Go back and reread the first sentence in the last paragraph but one. Those "design changes" involved stripping Galileo's liquid-fuel propulsion system; after the Challenger explosion, liquid fuels were considered too dangerous to carry as cargo. The whole triple bank shot was a brilliant hack to compensate for the externally-imposed design constraint of not using liquid fuel.
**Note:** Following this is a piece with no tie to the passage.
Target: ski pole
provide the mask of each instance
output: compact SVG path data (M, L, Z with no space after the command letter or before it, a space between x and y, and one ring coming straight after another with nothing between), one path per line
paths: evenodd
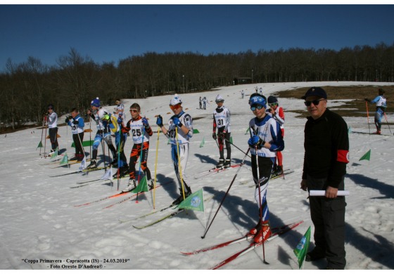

The incredible difficulty and riskiness of manned flight, in other words, dictated the conditions under which the unmanned operation had to function. Which, when you consider the "scientific" justification for the space shuttle program, is completely backwards. Instead of designing a space program to put up the spacecraft we want to launch, we're launching precisely those spacecraft that a shuttle designed and built twenty years ago can handle.
Manned spaceflight is, in the Ursula K. LeGuin sense, perverse. It's an act of pure conspicuous waste, like eating fifty hotdogs or memorizing ten thousand digits of pi. We do it precisely because it is difficult verging on insane. You almost don't need to put the people in the space shuttle: we've built, at enormous expense, a system which is perfectly capable of taking people up into space and bringing them down again safely, most of the time. And that's a nice feel-good show-off national achievement. I guess.
But something like Galileo puts things back in perspective again. We can learn about this amazing universe we inhabit and we can pull off the most stunning feats of ingenuity, and not everything worth doing comes with mortal peril attached.